I want my obit to be full of the life I have led. I want girls and young women to read it and be inspired. Not because I changed the world or even a few minds but because I never stopped believing that I could.

I want them to see that I was NOT, a victim of, or a survivor of, but a person who thrived despite childhood sexual abuse. That I learned to define myself by my actions and not the actions of others and a healthy sense of humour and the ability to laugh at yourself can save your life.

They will read that I kept a promise to my mother and finally learned to play the drums in my 40’s and continued to do so into my golden years and was known to join local bands to accompany them for a song or two. Especially after a couple pints of Guinness at her favorite pubs in her adopted country of Ireland.

That I left behind a healthy and happy eighty-one year old son, (grandchildren/great-grandchildren if he chooses to procreate) and a husband who still asserts that I was the greatest love and friend of his life after 70 + years of marriage.

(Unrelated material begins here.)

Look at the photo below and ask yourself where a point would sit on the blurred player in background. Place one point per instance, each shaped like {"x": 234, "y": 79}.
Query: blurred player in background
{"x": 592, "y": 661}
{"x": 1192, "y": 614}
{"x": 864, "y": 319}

They will read that my part-time neighborhood where we had a flat along Bleecker Street in Manhattan, my favorite writing escape, will miss my presence, generosity, wit and laughter in the restaurants, shops and cafes.

They will be intrigued that, during a time of financial struggle, I developed a moist, delicious, high protein/high fiber bread recipe intended to help pay the bills. The universe having other plans righted our position financially and I later turned that recipe over to struggling & battered women who used it to turn theirs and that of their children’s lives around.

And that I was found in our beloved country estate in Ulster County, with a good glass of robust red wine, The New York Times opened to a glowing review of my latest novel and a bar of partially eaten 90% dark chocolate was on my bedside table next to me where I was found to have died in my sleep with that mischievous grin I was known for, serenely planted on my now still face.


They will be amused to know that my family and friends, per my request, will gather for a weekend of great food, music, libations and celebration, culminating in a grand display of fireworks, in which my ashes are packed, over Shawangunk Ridge.

So if you’ll excuse me, I have a lot of living left to do.

Dedicated to yours truly for finally giving myself “permission.”